Now I wonder, where do we go from here?

And how long will we have ‘till it goes EXTREME!


  1. Doug,

    it certainly is a shame to hear of the abuses as you describe them. We see them here in Sault Ste. Marie Michigan also. Infact our back roads are patrolled by DNR, Border Patrol, ICE, Local Sheriff and other enforcement agencies. Most as the result of bad decisions ie drinking and riding, inappropriate use of ATV's, underage riding, and tresspassing or just going off the trail. Makes it easy to think twice about purchasing a new ATV based on the ever increasing cost and the ever decreasing places to ride.

    Scott Sault Ste. Marie, MI Love your in depth video articles.

  2. It ain't like it used to be ;-)

  3. You hit the nail on the head with your comments Doug. Respect is what it all boils down to. (Or lack thereof) We too in Canada have the same issues. A small percentage of the population trying desperately to do the right thing, by donating their hard earned dollars & precious time to keep off road riding areas open or simply abiding by hunting & fishing laws so that we have a positive future for the next generation.
    Enjoy your website, keep up the good work!
    Orin Sylvan Lake, AB

  4. I couldn't agree more. As a moto rider from the 70's and 80's, and a recent utility ATV buyer, I see parks and private property treated with disregard for the privilege of having a place to ride, ownership of the land and the utter disrespect for nature itself. I have seen many groups on ATV's drunk or in the process of being drunk, pitching their beer cans onto the trail and into the woods and waterways. If we don't police this activity, it will be the end of our freedom to ride the parks and private property.

  5. This post really hits home with me. I too grew upm in a time when respect for others was expected and second nature. No longer the case Im afraid. I live in Northern Ca and am looking to move to south central Utah for the great ATV riding. Would you be willing to share the name of the area you moved to?

    Greg W

  6. Hey Greg! E-mail me at DougMeyer@ATVTV.Com

  7. Man I feel ya on this one. I am a new ATV rider and enjoy the outdoors and riding the trail. I already have some great memories of riding with my dad, and the beauty you only get to see riding the trails. It upsets me to see people have such little regard for what little land we have left to enjoy. I guess you would consider me part of the younger generation, but I was always tought to leave things better than I saw it. I enjoy your enthusiasm and passion that you portray through your blog and videos.
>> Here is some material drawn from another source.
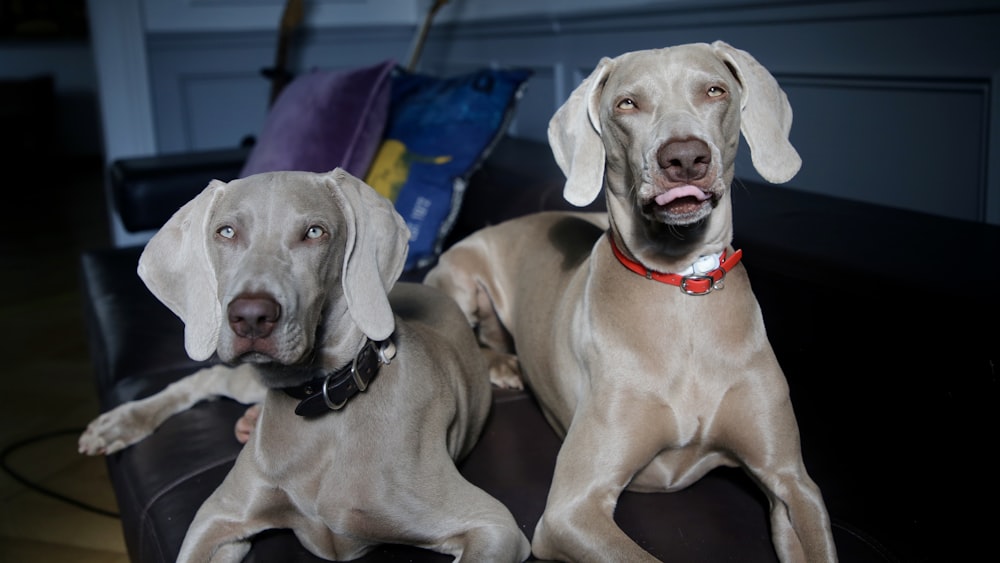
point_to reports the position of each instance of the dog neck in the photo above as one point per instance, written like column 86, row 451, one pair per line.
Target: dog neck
column 706, row 274
column 330, row 391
As a fellow Utahn, keep plugging away! I support your efforts and am 100% behind you.

  8. Thanks! It's good to know you're out there.......

  9. Once again you and I are thinking along the same vein. I live in Northern NY and its the same story out here except there even less places to ride legally. Its either loud exhausts, drinking, recklessness out down right disrespect for the trails and landowners. It makes things difficult for those who just love to be out there and enjoy the sport and the country for what it is. We even have a deep pocketed local politician who is actively trying to close roads to ATVs. SxS are illegal in my state other than RZRs. I along with my club and friends are fighting the uphill battle to fix the problem. We petition, volunteer, and organize; It seems impossible but I'm not willing to give up my sport. And I'm determined that as my kids grow up they will be able to enjoy it too.
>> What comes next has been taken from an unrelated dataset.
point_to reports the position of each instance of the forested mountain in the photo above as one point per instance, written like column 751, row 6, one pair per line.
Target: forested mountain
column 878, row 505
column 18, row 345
  10. Did you say Side by Sides are illegal unless they are 50"? Send me an email and tell me more.......please. I never heard that before.
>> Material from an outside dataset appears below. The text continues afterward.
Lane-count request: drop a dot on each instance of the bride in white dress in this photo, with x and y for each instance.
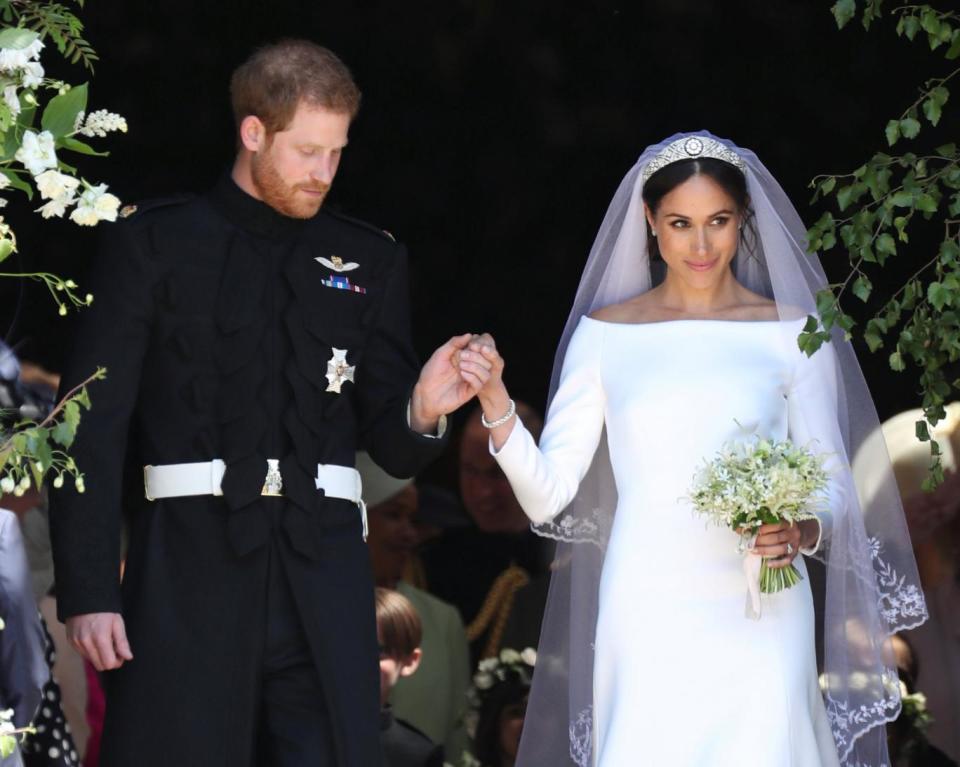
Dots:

  11. The closest riding area to me, Cooper Creek, is also off limits to any SXS even the RZR. You will get fined if your caught. They state it is because a side by side doesn't fit the federal definition of an ATV.
    "•An ATV is a motorized vehicle having a maximum width of 50 inches, designed to be operated off-road, with handle-bars for steering, and a seat that is straddled by the operator."

  12. Very interesting. Although that is the definition of an ATV, many areas tend to 'overlook' the part about ' handlebars and straddled by the rider - and for me personally I think size (50" width) is the most important factor. And maybe overall weight as well.